Hayal ülkesine yolculuk: Baksı Müzesi

Baksı, Kırgız Türkçesi’nde “şaman” anlamına geliyor. Şifa veren, koruyan, kollayan... Köyün ismi, “Bayraktar” olarak değişmiş, ama Baksı da hala kullanılıyor. Nüfusu 500’den az. Topu topu 80 hane yaşıyor.

Hayal ülkesine yolculuk: Baksı Müzesi
Abone Ol google-news
Yayınlanma: 12.06.2021 - 15:57

Erzurum Havaalanı’ndan sonra neredeyse 3 saatlik bir yolculukla varmıştım. Hüsamettin Hocam (Koçan) karşıladı beni. Nasıl da gururluydu. Köyüne, resmen İstanbul Modern tadında bir müze kurmuştu. Üstelik interaktif, çocuklara ve kadınlara eğitimlerle, seminerlerle farklı pencereler açan, yöre halkının gelişmesine de zemin hazırlayan muazzam bir projeydi.Dağlar, tepeler, geçitler, vadiler ve nefes kesici manzaralar sonrasında köye vardım. Ve Baksı Müzesi’ni gördüm.

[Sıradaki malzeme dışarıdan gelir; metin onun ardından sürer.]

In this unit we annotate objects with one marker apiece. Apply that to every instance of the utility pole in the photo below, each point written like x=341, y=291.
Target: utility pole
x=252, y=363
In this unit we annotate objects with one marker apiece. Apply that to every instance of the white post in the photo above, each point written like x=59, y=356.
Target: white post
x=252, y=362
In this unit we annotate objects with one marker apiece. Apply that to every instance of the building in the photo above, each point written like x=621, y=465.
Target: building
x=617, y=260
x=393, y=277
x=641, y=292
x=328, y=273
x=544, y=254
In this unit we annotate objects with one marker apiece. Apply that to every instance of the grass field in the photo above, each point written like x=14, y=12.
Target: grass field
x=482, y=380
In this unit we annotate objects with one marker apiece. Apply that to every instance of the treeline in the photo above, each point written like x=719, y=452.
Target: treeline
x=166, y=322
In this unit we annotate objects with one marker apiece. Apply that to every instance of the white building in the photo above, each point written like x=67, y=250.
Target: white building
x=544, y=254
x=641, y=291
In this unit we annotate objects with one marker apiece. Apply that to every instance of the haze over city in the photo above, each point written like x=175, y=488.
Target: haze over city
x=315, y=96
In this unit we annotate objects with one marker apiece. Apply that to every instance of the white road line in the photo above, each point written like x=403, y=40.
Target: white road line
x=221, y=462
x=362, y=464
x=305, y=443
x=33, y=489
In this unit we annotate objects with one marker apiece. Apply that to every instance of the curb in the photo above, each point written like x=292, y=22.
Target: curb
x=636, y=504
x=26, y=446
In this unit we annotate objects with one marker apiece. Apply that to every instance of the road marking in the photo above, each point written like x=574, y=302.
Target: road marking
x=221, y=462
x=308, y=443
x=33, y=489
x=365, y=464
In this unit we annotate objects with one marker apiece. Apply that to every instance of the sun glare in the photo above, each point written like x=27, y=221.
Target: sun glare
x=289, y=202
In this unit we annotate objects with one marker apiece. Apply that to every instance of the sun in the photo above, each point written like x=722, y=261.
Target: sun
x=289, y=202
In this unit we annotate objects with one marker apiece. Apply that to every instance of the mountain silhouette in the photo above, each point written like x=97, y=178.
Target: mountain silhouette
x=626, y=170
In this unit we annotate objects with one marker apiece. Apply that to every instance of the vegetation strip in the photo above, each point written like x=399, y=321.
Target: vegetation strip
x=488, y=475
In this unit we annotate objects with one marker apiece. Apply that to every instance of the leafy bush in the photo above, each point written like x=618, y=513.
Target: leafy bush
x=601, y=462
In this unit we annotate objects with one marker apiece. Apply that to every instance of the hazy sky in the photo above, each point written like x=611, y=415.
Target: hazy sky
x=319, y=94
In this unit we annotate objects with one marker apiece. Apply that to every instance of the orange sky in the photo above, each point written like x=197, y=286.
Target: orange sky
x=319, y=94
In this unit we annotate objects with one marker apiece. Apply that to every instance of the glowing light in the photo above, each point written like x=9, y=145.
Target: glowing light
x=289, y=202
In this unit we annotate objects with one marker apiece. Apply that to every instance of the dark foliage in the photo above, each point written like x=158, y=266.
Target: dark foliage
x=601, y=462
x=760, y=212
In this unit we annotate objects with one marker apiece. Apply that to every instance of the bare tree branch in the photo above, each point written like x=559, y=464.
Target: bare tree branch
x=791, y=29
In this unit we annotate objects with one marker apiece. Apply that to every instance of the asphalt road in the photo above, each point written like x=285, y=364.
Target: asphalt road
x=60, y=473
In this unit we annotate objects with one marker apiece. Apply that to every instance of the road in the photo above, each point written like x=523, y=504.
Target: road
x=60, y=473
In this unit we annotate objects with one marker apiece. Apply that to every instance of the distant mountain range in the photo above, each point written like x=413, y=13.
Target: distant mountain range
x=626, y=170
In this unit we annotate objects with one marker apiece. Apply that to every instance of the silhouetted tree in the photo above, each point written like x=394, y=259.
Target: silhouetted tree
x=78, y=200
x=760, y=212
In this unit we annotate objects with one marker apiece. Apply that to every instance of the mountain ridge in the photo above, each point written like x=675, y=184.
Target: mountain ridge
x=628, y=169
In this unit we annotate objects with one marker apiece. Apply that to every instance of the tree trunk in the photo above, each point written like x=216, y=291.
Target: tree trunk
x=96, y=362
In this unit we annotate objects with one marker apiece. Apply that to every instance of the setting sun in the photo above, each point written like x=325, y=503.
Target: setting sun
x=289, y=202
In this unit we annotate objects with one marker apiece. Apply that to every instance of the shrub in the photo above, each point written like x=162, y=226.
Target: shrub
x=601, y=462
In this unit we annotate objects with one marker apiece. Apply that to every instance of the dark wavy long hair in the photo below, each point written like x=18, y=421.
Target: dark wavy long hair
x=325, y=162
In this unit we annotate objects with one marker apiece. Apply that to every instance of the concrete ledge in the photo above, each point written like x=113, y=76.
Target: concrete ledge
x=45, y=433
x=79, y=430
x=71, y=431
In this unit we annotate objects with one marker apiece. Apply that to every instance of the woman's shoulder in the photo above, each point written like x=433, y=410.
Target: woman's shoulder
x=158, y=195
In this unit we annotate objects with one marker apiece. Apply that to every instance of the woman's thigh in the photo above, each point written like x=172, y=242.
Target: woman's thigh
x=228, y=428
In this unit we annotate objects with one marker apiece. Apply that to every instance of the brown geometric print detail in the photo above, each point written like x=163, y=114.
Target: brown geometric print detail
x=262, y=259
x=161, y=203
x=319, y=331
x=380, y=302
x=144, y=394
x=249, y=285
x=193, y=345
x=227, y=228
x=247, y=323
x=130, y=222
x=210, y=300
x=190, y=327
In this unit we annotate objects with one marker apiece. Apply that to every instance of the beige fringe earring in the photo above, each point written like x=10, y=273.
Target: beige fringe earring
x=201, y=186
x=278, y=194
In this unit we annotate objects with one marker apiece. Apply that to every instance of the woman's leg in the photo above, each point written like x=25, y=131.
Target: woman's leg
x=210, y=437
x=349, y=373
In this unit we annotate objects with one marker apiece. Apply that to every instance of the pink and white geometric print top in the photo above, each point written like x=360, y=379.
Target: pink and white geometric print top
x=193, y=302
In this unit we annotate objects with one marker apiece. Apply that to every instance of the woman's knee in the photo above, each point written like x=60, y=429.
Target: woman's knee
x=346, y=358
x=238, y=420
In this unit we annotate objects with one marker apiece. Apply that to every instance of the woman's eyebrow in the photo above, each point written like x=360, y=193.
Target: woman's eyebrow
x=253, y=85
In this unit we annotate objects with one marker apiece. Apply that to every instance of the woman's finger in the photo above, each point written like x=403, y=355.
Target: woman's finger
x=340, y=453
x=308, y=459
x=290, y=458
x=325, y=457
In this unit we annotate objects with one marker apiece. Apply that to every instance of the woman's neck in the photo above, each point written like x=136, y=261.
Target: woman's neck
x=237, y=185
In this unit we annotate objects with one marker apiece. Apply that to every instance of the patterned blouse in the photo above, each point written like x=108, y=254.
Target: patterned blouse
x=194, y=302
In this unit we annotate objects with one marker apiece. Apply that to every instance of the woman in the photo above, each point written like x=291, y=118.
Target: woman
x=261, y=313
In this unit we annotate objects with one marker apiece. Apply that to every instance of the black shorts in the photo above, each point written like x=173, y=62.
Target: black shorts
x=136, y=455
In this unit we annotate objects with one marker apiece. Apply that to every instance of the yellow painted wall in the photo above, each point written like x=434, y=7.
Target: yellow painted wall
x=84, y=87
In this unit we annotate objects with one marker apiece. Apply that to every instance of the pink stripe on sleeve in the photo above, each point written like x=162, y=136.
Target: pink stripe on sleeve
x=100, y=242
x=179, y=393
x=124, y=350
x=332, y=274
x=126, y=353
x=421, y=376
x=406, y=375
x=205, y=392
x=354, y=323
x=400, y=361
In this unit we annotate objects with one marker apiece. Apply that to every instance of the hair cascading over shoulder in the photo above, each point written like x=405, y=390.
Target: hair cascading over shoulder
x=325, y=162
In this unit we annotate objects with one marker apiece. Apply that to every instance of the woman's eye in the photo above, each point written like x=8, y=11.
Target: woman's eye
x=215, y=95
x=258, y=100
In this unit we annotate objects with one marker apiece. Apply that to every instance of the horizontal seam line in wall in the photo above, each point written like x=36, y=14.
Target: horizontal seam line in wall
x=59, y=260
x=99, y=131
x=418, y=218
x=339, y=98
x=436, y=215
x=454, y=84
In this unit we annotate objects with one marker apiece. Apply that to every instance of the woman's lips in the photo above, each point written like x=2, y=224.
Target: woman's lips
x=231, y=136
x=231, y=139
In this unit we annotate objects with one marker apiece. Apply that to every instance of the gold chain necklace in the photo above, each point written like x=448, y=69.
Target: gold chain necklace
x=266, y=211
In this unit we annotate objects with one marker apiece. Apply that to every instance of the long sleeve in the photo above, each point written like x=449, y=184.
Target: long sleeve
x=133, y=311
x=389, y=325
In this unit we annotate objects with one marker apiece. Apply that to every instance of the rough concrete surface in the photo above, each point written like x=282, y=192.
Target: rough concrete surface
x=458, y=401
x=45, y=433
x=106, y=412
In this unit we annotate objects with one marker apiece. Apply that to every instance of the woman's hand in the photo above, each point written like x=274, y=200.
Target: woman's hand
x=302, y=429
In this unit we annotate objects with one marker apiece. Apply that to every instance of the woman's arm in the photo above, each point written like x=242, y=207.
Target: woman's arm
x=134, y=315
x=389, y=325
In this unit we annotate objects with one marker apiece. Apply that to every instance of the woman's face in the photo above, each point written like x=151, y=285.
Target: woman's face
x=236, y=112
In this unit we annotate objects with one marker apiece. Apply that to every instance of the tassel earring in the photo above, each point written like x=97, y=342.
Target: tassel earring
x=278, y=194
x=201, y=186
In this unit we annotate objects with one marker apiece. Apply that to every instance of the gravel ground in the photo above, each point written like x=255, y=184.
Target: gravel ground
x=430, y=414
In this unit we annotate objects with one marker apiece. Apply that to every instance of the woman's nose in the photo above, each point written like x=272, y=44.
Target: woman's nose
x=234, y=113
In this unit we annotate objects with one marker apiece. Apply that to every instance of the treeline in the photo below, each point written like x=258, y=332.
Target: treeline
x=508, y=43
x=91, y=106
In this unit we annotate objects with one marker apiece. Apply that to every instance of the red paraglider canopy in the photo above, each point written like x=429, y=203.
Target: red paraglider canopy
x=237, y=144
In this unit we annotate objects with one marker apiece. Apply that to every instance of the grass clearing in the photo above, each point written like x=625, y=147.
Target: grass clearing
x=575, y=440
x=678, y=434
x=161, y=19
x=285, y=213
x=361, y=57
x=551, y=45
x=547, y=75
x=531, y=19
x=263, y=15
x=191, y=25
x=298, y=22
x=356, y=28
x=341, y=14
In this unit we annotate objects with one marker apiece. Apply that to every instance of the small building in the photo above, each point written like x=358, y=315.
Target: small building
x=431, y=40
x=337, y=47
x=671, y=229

Adeta Neverland’e varmıştım. Bir hayal, olmaz canım bu kadarı denebilecek bir hayal, ete kemiğe bürünmüştü işte. Ütopya, sonuna kadar gerçekti. Otomatik açılan kapılar, fonda çalan müzik, muhteşem bir ışıklandırma ile koskoca sergi alanlarındaydım. Birbirinden meşhur sanatçıların eserleriyle, dünya çapında iyi ve modern bir müzedeydim. Ama Doğu Karadeniz’de, Bayburt’un 45 km dışında, Çoruh Vadisi’ne bakan bir tepedeydim...

BİR RÜYAYDI, GERÇEK OLDU

Hüsamettin Koçan, hem ülkemizde hem yurtdışında tanınan müthiş bir sanatçı ve eğitmen. Sayısız öğrenci yetiştirmiş olan, kocaman yürekli bir dost. Sıcacık, sevecen, güzel mi güzel bir insan. Eşi Oya Hanım’la iyilik yapmak, dünyayı güzelleştirmek, geriye sanat bırakmak, bir mutluluk tozu serpip onun dağılmasını seyretmekten başka bir idealleri olduklarını sanmıyorum. Dünyevi hırslarını çoktan halletmişler. Beni sevgili Şenay Kalkan tanıştırdı, “mutlaka git, bayılacaksın; hem oraya, heem Hoca’ya” demişti. Herhalde onbeş yıldır falan tanıyorum; Hocam’a da Oya Hanım’a da sarılmalara doyamıyorum. O derece seviyorum.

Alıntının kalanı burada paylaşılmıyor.